Aza-anthracenediones are a new class of anti-cancer drugs, which demonstrate promising in vitro and in vivo activity. Our laboratory has synthesized a variety of structural analogs in which we determined previously that the positioning of the nitrogen within the backbone, as well as sidearm modification, results in dramatic differences in the potency of cytotoxicity. We reported previously that although DNA reactivity appears to be a necessary component for mediating cell death, it is not sufficient for predicting cytotoxicity of the aza-anthracenediones. We have chosen three aza-anthracenediones (BBR 2828, BBR 2778 and BBR 2378) to investigate the importance of DNA strand breaks and/or protein-concealed DNA breaks induced by aza-anthracenediones. We determined in the present study that, while all three drugs cause DNA breaks as determined by alkaline and neutral elution, as well as KCl-SDS precipitation, these breaks do not correlate directly with their potency as cytotoxic compounds. Further, we found significant differences in the types of DNA breaks induced by these drugs. Finally, we report that the persistence of protein-DNA complexes induced by all three drugs was similar and, therefore, cannot account for differences in the potency of cytotoxicity of the aza-anthracenediones. Thus, we postulate that, while the total number of drug-induced protein-concealed DNA breaks is an important indicator of drug toxicity, it is possible that the actual nature of the breaks may differ among the aza-anthracenedione congeners, and it is these differences in the actual proteins present in the DNA breaks that differentiate between aza-anthracenediones.

Correlation of DNA reactivity and cytotoxicity of a new class of anticancer agents: aza-anthracenediones.

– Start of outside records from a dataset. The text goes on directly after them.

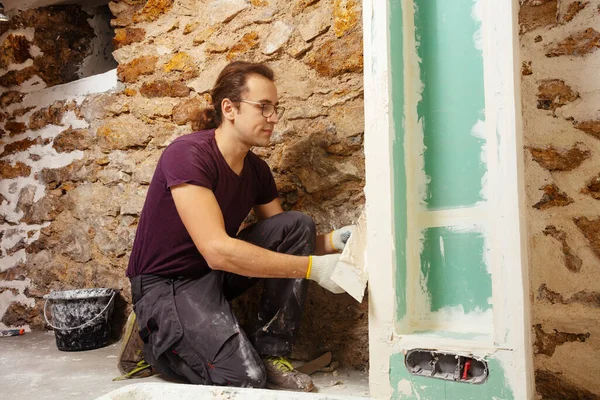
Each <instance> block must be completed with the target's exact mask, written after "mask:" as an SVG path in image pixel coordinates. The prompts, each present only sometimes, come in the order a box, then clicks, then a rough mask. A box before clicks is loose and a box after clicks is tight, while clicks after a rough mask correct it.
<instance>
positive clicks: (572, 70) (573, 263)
mask: <svg viewBox="0 0 600 400" xmlns="http://www.w3.org/2000/svg"><path fill="white" fill-rule="evenodd" d="M519 22H520V29H521V32H520V35H521V59H522V62H523V65H522V90H523V123H524V137H525V145H526V148H525V177H526V179H525V180H526V194H527V204H528V229H529V263H530V279H531V284H530V290H531V299H532V302H533V303H532V304H533V309H532V310H533V311H532V317H533V321H532V335H533V336H532V337H533V338H534V340H535V343H534V365H535V377H536V390H537V396H538V398H548V399H558V398H560V399H596V398H599V397H600V381H598V379H597V375H596V373H600V366H599V364H598V362H597V357H596V356H597V354H598V351H599V350H600V327H599V325H598V321H599V320H600V269H599V268H598V265H599V263H600V212H599V209H600V208H599V207H600V203H599V202H598V201H599V200H600V184H599V183H600V79H598V70H599V68H600V51H598V48H599V47H600V1H598V0H589V1H572V0H560V1H557V0H536V1H533V0H522V1H521V8H520V12H519Z"/></svg>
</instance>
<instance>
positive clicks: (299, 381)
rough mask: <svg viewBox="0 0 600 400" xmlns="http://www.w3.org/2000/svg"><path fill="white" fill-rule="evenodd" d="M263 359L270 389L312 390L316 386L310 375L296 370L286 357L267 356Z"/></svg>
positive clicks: (304, 390)
mask: <svg viewBox="0 0 600 400" xmlns="http://www.w3.org/2000/svg"><path fill="white" fill-rule="evenodd" d="M263 361H264V363H265V367H266V370H267V387H268V388H269V389H277V390H294V391H297V392H310V391H312V390H313V389H314V388H315V385H314V384H313V382H312V379H310V376H308V375H306V374H303V373H302V372H299V371H296V370H295V369H294V367H293V366H292V364H290V362H289V361H288V360H286V359H285V358H284V357H265V358H263Z"/></svg>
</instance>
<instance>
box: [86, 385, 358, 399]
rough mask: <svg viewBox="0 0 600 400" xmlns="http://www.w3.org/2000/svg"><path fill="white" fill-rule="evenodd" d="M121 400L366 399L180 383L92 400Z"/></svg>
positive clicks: (140, 389) (128, 385)
mask: <svg viewBox="0 0 600 400" xmlns="http://www.w3.org/2000/svg"><path fill="white" fill-rule="evenodd" d="M123 399H158V400H162V399H179V400H207V399H214V400H233V399H248V400H279V399H290V400H292V399H298V400H326V399H331V400H343V399H348V400H351V399H355V400H360V399H365V400H366V399H367V398H366V397H358V396H348V395H335V394H331V393H300V392H286V391H280V390H269V389H254V388H236V387H219V386H205V385H186V384H181V383H163V382H156V383H155V382H147V383H134V384H130V385H127V386H124V387H121V388H119V389H116V390H113V391H112V392H110V393H108V394H105V395H103V396H100V397H98V398H96V400H123Z"/></svg>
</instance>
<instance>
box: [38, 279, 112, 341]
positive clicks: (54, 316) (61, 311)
mask: <svg viewBox="0 0 600 400" xmlns="http://www.w3.org/2000/svg"><path fill="white" fill-rule="evenodd" d="M116 293H117V291H116V290H114V289H107V288H91V289H75V290H65V291H59V292H57V291H52V292H50V294H47V295H45V296H44V298H45V300H46V302H45V303H44V318H45V320H46V323H47V324H48V325H49V326H50V327H51V328H53V329H54V335H55V337H56V346H57V347H58V349H59V350H62V351H80V350H91V349H97V348H99V347H103V346H106V344H107V343H108V340H109V338H110V329H111V325H110V322H111V320H112V312H113V309H114V299H115V295H116ZM49 311H50V312H49Z"/></svg>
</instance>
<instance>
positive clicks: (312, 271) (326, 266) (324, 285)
mask: <svg viewBox="0 0 600 400" xmlns="http://www.w3.org/2000/svg"><path fill="white" fill-rule="evenodd" d="M309 257H310V261H309V262H310V266H309V270H308V271H307V273H306V279H310V280H313V281H315V282H317V283H318V284H319V285H320V286H321V287H324V288H325V289H327V290H329V291H330V292H331V293H336V294H337V293H344V289H342V288H341V287H339V286H338V285H337V283H335V282H334V281H332V280H331V274H333V270H334V269H335V266H336V264H337V262H338V261H339V259H340V255H339V254H327V255H324V256H309Z"/></svg>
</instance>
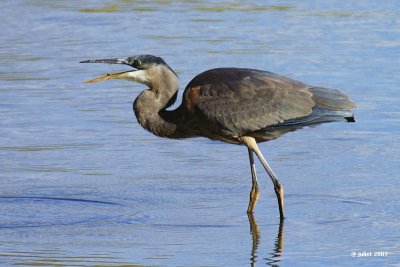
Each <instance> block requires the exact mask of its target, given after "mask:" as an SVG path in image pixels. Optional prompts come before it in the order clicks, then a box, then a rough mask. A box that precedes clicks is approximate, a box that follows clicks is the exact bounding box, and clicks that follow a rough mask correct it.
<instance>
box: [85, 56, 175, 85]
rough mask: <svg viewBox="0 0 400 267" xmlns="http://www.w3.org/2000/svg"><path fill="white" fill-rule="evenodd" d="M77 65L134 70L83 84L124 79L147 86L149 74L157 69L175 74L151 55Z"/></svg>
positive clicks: (100, 78) (165, 64)
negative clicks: (118, 67)
mask: <svg viewBox="0 0 400 267" xmlns="http://www.w3.org/2000/svg"><path fill="white" fill-rule="evenodd" d="M79 63H106V64H124V65H128V66H131V67H133V68H135V70H130V71H124V72H118V73H109V74H107V75H103V76H100V77H97V78H95V79H91V80H87V81H85V83H94V82H100V81H106V80H111V79H125V80H130V81H134V82H139V83H143V84H146V85H149V84H150V82H151V81H150V79H151V77H150V76H151V75H150V72H151V70H156V71H157V70H158V69H157V68H158V67H167V68H168V69H169V70H171V71H172V72H173V73H174V74H175V72H174V71H173V70H172V69H171V68H170V67H169V66H168V65H167V63H165V61H164V60H163V59H162V58H161V57H156V56H152V55H138V56H132V57H127V58H112V59H92V60H85V61H81V62H79ZM175 75H176V74H175Z"/></svg>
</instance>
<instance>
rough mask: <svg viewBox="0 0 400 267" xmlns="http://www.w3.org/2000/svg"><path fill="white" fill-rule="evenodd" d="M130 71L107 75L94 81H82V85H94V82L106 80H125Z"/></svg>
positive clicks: (114, 73) (88, 80)
mask: <svg viewBox="0 0 400 267" xmlns="http://www.w3.org/2000/svg"><path fill="white" fill-rule="evenodd" d="M130 72H132V71H124V72H118V73H109V74H106V75H103V76H100V77H97V78H94V79H90V80H87V81H84V83H95V82H101V81H107V80H112V79H126V78H128V77H129V75H128V73H130Z"/></svg>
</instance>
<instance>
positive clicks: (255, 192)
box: [247, 149, 260, 214]
mask: <svg viewBox="0 0 400 267" xmlns="http://www.w3.org/2000/svg"><path fill="white" fill-rule="evenodd" d="M248 151H249V159H250V170H251V180H252V186H251V191H250V202H249V206H248V208H247V213H248V214H251V213H253V209H254V207H255V205H256V203H257V200H258V196H259V194H260V193H259V190H258V183H257V174H256V166H255V164H254V156H253V151H251V150H250V149H248Z"/></svg>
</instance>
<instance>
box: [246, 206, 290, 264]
mask: <svg viewBox="0 0 400 267" xmlns="http://www.w3.org/2000/svg"><path fill="white" fill-rule="evenodd" d="M247 216H248V218H249V225H250V234H251V238H252V246H251V258H250V266H252V267H253V266H256V263H257V257H258V255H257V254H258V246H259V245H260V228H259V227H258V224H257V222H256V220H255V218H254V215H253V213H248V214H247ZM283 223H284V220H280V222H279V228H278V234H277V236H276V238H275V242H274V249H273V251H272V252H271V253H268V254H269V255H270V256H269V257H266V260H267V265H270V266H279V262H280V257H281V256H282V253H283V246H284V235H283Z"/></svg>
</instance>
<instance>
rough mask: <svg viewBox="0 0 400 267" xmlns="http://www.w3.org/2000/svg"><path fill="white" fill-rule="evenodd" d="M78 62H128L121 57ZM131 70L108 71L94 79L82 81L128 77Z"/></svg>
mask: <svg viewBox="0 0 400 267" xmlns="http://www.w3.org/2000/svg"><path fill="white" fill-rule="evenodd" d="M79 63H106V64H124V65H128V63H127V62H126V61H125V59H121V58H113V59H92V60H84V61H81V62H79ZM131 72H132V71H124V72H118V73H109V74H106V75H103V76H100V77H97V78H94V79H90V80H87V81H84V83H95V82H101V81H106V80H111V79H124V78H127V77H129V73H131Z"/></svg>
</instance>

Doxorubicin and mitoxantrone are carboxyclic anti-cancer drugs that interact with DNA through intercalation. Our laboratory has synthesized a new series of anti-tumor agents, the aza-anthracenediones, which are structurally related to mitoxantrone but contain a heterocyclic, rather than a carbocyclic, chromophore. Both the in vivo and in vitro anti-tumor activities of these compounds were exquisitely sensitive to the positioning of the nitrogen atom within the heterocyclic backbone. Compounds having a 2-aza were 30- to 100-fold more potent than the 1-aza or the di-aza compounds against L1210 cells in vitro. When tested in vivo, the 2-aza-anthracenediones had marked anti-tumor activity, in some cases curative, whereas the 1-aza-anthracenediones had but minimal antitumor activity. To define the importance of the aza positioning on DNA reactivity, spectral shift and gel mobility assays were used. The spectral shift assay suggested that the 2-aza compounds reacted with DNA solely through intercalation whereas the 1-aza-anthracenediones, and mitoxantrone all reacted with DNA through intercalative and non-intercalative processes. The affinity of DNA binding was five to seven times greater for the 2-aza compounds compared to the 1-aza or the di-aza derivatives. The retardation of supercoiled pBR322 DNA mobility in agarose gel electrophoresis further suggested an intercalative type of DNA interaction. Differences in DNA interaction appear related to but can not completely account for differences in cytotoxicity of the aza anthracenediones.